Phone surveillance arouses libertarian passions in the US

June 7, 2013
Outrage over the US government’s broad harvest of communications data is like antioil rhetoric from activists who drive sport-utility vehicles.

Outrage over the US government’s broad harvest of communications data is like antioil rhetoric from activists who drive sport-utility vehicles.

Suddenly, America teems with libertarians because a UK newspaper reported that the National Security Agency monitors telephone, e-mail, and internet traffic more aggressively than most people knew.

Yet many outraged Americans eagerly publish personal information via social media and approve tracking of their financial lives by credit-reporting agencies.
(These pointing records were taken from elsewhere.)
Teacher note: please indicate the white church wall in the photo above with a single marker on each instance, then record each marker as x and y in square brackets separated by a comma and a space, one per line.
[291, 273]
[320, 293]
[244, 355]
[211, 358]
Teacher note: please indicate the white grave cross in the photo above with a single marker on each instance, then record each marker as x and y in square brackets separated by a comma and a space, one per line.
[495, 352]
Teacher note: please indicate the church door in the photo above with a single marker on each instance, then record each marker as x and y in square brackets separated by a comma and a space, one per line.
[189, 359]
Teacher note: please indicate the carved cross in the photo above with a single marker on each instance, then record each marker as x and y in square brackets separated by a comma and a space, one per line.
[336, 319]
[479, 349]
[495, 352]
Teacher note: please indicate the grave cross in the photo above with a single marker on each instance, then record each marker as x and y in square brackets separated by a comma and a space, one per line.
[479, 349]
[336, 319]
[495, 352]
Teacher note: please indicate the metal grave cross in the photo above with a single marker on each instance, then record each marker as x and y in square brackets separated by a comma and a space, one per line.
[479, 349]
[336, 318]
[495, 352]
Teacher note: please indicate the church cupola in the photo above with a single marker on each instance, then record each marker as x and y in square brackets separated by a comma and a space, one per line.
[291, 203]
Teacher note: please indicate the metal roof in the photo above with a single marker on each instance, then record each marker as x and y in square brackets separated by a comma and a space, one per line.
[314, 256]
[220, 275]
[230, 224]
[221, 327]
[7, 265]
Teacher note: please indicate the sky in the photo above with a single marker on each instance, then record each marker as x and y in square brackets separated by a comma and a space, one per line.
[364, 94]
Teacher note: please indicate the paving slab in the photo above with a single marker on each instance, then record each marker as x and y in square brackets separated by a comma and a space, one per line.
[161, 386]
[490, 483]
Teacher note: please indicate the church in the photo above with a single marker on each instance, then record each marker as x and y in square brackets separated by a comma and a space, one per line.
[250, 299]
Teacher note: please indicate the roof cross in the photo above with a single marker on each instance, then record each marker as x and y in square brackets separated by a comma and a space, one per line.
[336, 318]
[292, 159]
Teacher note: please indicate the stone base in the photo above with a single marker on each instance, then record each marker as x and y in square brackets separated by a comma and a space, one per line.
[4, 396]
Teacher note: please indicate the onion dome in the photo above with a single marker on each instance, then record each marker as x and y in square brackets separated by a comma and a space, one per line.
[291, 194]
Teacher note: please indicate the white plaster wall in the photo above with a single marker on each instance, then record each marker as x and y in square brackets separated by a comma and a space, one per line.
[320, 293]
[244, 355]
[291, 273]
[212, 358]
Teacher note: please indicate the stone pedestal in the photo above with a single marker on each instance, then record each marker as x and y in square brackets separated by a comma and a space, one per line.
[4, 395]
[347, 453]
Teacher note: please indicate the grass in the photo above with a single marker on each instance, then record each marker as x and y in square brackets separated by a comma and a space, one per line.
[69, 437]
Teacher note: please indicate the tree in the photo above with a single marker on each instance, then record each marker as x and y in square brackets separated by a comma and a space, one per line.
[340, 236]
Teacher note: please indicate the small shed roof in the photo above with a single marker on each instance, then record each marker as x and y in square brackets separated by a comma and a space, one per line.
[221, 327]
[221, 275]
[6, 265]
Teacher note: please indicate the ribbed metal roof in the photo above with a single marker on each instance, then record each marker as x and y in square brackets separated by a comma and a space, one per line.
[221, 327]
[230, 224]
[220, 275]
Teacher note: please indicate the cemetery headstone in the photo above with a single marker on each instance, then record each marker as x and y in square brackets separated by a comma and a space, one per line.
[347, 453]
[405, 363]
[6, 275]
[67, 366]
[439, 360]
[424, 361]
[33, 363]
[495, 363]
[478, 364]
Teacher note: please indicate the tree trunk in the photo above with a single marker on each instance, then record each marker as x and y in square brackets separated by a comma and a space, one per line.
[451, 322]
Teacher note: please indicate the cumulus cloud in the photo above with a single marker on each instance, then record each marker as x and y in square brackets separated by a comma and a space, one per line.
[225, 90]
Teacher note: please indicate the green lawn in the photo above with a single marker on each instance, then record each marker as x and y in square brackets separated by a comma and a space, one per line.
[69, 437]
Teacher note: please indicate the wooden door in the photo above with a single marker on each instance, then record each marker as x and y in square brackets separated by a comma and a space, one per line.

Can privacy really be that important to those folks?

Granted: Facebook postings and submission to credit scoring are voluntary; governmental surveillance of communication records is not.

NSA, however, seems to have confined itself to data-mining aimed at spotting communication patterns indicative of terrorist plotting. Spies are not randomly reading messages. They just collect a lot of data.

To be sure, popular concern about the government’s meddling in private lives is healthy. The NSA program, watched by a panel of federal judges acting in secret, does strain the perpetual tension between freedom and security. It needs control, even if the mechanism must stay hidden from public view.

Where, though, was American worry about liberty in 2005 and 2007, when the US enacted laws telling the public what kind of energy to sell and therefore use?

With its communications scanning, the NSA fulfills a constitutionally stipulated vision for government: “provide for the common defense.” Its exertions have foiled terrorist plots.

Some will argue that restructuring energy markets serves, per the Constitution, to “promote the general welfare.” Yet the results are a broken and costly ethanol program and solar and wind businesses struggling to survive despite munificent taxpayer subsidies.

Welfare? Yes. General? No.

Energy fiascos happen when Americans, with no ideological regret, surrender fuel choice to a government claiming to know more than they do about energy at the point of consumption.

The blessings of liberty relate to more than electronic chatter. They interweave with welfare, defense, and other constitutional values into the fabric of effective, meaning restrained, governance. And they always require defense.